The idea grew out of discussions at last month’s Rising Rust Belt Summit, Moreira said. She also acknowledged the mapping initiative in Sharon last year drew interest from beyond the city limits.
“We realized people really care about this issue,” she said. “It’s going to start as a conversation.”
The hope is that Mercer County will pay attention and potentially provide funding. “But we also know that when we collaborate, Harrisburg and bigger areas pay attention,” she said.
In the coming weeks, the chamber also will announce a new workforce development initiative, for which it is working on securing funding. Although the issue was being discussed prior to the summit, talks there “crystallized the importance of it and the need for it,” she said.
The plan would begin in the Shenango Valley but could expand, potentially crossing the state border, Moreira said. She could not provide further details about the initiative, but said she hoped to make a formal announcement in the next month or so.
“We’re definitely looking at doing something in a very innovative way,” she said.

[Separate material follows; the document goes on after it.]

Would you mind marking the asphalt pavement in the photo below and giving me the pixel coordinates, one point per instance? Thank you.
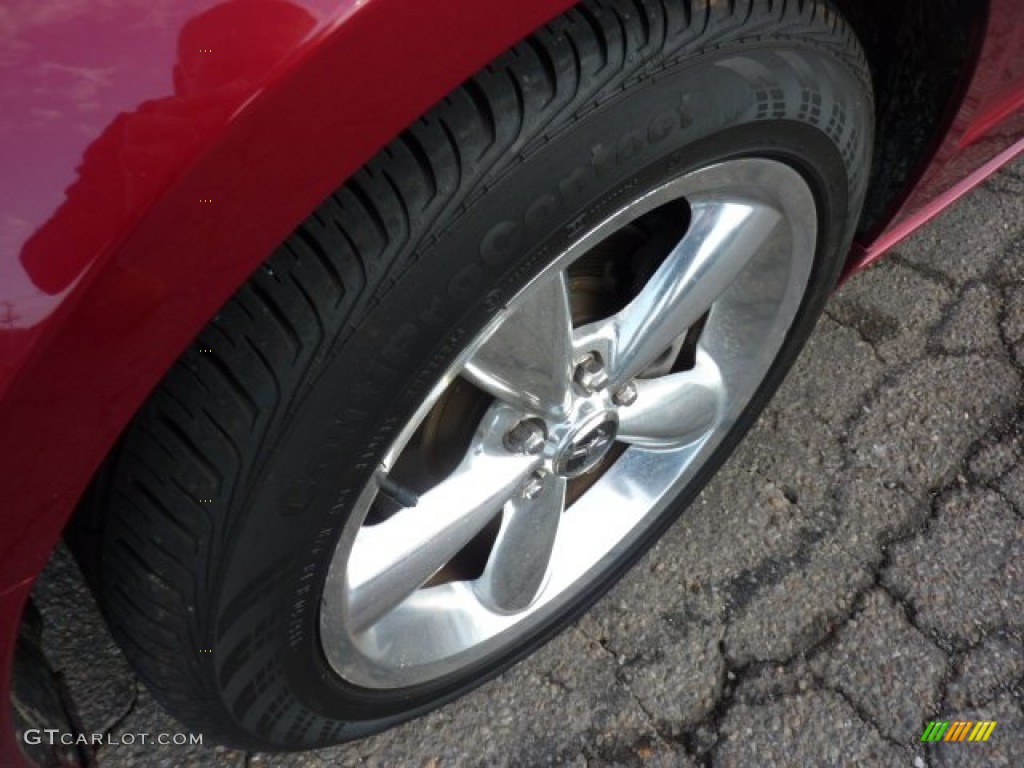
(854, 571)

“As we move into 2020, our goal is to be a positive partner with our members and our community, and to promote growth and development in Mercer County,” added Shane Nugent, vice president of the Nugent Group and chairman of the chamber board.
During the event, the chamber recognized Hermitage city manager Gary Hinkson as Shenango Valley Business Ambassador of the Year and the coaching staff of the Sharon Robotics Teams, led by Dave Tomko, of as Shenango Valley Champion Organization of the Year.
Since he first put on a police uniform in May 1972, Hinkson has invested countless hours in his community, said Gary Gulla, assistant city manager.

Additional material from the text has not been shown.